My smile is quite possibly smug, triumphant and something approaching rather excited about my future, and I’m gazing at the backwards EMILY on the window wondering if I might change it to OLIVIA one day, when I see someone wave at me over the lettering. A man shape.
It’s Warwick. I wave back and smile at him too. Haven’t seen him since that night at the Merrick, getting on for a month ago now, where he took great steps towards curing my fear of public dancing – at least two of them. Leading me onto the floor, first he trod on my toe, then, as he leapt back in dismay, he knocked a drink off a table and into a lady’s lap, all with the aplomb an Oxford cut affords a man: you might be a fool but you’ll never look like one. Once he got going, though, he dutifully led like a dream, and all eyes turned to the frock.

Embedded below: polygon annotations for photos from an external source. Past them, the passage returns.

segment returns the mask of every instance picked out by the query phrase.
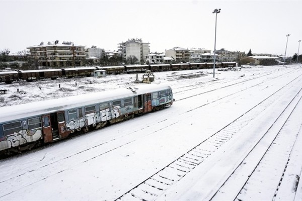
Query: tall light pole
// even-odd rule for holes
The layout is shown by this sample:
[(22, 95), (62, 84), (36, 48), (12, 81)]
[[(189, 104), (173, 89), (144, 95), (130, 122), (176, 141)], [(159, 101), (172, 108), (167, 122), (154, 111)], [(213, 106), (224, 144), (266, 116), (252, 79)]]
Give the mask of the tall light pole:
[(298, 54), (297, 54), (297, 63), (298, 63), (298, 57), (299, 57), (299, 49), (300, 48), (300, 42), (301, 42), (301, 40), (299, 41), (299, 46), (298, 46)]
[(286, 49), (287, 48), (287, 42), (288, 42), (288, 37), (290, 36), (290, 34), (287, 34), (286, 37), (287, 40), (286, 40), (286, 46), (285, 46), (285, 53), (284, 54), (284, 60), (283, 61), (283, 66), (285, 65), (285, 58), (286, 58)]
[(214, 65), (213, 65), (213, 77), (215, 77), (215, 61), (216, 60), (216, 28), (217, 25), (217, 14), (220, 12), (221, 9), (215, 9), (213, 13), (216, 14), (215, 20), (215, 42), (214, 42)]

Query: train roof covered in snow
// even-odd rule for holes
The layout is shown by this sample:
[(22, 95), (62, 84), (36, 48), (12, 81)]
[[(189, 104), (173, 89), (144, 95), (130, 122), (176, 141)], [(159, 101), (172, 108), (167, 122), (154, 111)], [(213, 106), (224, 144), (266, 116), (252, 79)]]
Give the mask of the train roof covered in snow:
[(167, 84), (153, 83), (5, 107), (0, 109), (0, 123), (109, 102), (168, 88), (171, 87)]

Just the one dance, tripping over a quickstep for ‘It Had To Be You’, laughing through it just as I would trip about with Mother in the squeeze of our lounge, laughing with the whole room.

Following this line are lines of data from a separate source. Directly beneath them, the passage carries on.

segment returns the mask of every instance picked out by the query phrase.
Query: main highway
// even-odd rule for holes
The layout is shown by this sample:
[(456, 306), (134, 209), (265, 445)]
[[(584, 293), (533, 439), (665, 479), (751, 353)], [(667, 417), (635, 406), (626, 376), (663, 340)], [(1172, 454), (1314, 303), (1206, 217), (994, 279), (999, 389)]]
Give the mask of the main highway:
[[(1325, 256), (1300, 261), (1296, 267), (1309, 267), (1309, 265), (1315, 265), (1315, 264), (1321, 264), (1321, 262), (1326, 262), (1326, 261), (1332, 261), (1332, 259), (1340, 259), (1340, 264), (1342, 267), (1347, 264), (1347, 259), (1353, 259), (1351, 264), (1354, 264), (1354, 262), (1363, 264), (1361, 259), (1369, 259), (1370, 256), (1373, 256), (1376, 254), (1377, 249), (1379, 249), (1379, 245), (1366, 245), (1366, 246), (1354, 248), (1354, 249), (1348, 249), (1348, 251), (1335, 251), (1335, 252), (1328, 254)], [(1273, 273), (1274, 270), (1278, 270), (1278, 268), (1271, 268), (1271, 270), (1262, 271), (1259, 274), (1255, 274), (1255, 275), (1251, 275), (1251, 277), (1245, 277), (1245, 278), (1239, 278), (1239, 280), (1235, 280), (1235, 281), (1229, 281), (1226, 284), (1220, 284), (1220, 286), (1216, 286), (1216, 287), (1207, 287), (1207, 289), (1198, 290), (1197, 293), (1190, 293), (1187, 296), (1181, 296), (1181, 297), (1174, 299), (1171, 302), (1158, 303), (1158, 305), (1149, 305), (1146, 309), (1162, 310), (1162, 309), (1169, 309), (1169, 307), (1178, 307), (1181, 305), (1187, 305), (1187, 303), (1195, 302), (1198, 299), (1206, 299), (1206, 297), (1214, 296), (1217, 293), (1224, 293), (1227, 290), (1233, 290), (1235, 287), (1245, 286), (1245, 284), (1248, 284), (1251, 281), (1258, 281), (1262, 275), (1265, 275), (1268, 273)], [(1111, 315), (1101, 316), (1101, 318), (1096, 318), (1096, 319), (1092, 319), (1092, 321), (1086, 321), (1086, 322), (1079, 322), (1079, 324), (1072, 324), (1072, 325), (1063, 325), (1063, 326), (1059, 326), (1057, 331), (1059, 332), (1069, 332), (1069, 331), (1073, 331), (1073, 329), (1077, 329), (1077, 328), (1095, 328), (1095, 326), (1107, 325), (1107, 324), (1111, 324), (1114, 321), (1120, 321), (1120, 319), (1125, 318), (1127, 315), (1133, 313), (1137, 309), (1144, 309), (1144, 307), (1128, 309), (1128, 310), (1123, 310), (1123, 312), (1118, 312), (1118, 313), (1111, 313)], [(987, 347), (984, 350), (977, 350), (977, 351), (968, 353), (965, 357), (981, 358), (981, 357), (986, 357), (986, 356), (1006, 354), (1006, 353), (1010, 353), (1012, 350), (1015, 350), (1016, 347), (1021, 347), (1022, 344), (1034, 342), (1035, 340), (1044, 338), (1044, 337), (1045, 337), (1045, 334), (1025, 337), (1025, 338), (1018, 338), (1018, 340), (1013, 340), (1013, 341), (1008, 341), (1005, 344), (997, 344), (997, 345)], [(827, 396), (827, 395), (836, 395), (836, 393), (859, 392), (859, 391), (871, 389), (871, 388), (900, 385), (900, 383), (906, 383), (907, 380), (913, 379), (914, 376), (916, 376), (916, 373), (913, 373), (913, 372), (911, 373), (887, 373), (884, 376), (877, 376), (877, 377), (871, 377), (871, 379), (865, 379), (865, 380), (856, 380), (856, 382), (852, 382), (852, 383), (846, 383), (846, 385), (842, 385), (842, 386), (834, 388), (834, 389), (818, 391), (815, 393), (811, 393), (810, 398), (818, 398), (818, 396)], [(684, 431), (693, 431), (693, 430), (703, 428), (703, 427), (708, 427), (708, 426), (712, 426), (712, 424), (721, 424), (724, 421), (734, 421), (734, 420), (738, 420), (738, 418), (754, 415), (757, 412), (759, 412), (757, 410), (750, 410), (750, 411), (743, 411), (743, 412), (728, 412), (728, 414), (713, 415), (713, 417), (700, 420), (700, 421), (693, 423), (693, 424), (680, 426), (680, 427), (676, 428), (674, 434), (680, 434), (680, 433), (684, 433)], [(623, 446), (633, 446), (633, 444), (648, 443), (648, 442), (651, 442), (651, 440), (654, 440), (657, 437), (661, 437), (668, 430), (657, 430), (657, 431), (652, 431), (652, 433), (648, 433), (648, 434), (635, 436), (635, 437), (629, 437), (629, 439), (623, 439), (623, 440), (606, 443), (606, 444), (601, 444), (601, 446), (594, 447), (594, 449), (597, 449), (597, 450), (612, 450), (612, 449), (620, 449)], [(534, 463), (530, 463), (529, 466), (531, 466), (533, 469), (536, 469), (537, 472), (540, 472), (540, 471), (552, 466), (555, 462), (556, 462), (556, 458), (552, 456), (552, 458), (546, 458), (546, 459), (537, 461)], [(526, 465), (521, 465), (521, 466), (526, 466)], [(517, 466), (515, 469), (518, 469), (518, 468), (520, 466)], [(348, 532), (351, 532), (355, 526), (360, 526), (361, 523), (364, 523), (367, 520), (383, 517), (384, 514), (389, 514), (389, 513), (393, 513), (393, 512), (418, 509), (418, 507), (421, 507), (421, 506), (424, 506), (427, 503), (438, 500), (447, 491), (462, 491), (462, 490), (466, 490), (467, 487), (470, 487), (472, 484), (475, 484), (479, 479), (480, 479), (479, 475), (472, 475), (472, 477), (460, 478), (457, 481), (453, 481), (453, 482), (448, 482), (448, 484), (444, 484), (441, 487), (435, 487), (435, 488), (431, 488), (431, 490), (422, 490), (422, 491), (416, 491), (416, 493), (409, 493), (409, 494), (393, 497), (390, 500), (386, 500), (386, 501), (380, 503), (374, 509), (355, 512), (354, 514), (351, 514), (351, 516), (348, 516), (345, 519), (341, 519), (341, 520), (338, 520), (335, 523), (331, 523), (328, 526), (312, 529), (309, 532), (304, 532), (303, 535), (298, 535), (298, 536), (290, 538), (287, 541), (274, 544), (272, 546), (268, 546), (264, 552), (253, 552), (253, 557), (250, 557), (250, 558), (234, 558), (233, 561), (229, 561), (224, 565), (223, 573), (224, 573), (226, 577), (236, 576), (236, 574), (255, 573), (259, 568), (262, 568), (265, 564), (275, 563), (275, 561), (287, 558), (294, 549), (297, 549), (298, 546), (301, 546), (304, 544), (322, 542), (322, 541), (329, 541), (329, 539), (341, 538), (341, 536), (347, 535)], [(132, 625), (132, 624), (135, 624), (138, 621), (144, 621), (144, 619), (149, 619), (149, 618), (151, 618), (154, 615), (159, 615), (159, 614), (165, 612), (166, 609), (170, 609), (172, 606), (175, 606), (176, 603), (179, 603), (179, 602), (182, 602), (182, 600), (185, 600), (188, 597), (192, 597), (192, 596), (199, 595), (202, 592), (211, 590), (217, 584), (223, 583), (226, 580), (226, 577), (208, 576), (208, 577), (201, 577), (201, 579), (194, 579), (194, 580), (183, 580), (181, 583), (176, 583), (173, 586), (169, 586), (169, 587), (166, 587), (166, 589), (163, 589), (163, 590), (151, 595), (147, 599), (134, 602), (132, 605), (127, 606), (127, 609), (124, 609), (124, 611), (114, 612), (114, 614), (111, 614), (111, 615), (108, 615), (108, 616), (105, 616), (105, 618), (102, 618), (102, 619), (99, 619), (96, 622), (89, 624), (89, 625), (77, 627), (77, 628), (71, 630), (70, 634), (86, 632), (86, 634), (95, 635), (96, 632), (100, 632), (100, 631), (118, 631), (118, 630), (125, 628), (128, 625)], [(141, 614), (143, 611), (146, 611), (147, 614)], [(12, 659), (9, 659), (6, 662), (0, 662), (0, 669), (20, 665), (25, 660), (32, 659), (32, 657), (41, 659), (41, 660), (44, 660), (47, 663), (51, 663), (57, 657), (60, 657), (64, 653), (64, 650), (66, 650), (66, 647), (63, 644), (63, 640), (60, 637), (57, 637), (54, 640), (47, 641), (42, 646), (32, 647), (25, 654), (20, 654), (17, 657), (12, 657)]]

I’m laughing now as he comes through the salon door: ‘Hello, Warwick.’
‘Miss Greene, hello,’ he says in his cheerful yet awkward way, as if he’s just forgotten where and what he is while in the midst of fumbling his hat off his head. There is something endearing about him, that high Oxford waist just a little too high, half his fringe flopping across his face, a new lyric for our song: And though your hair slips from its brill, with all your faults I love you still . . . like the big brother I never had.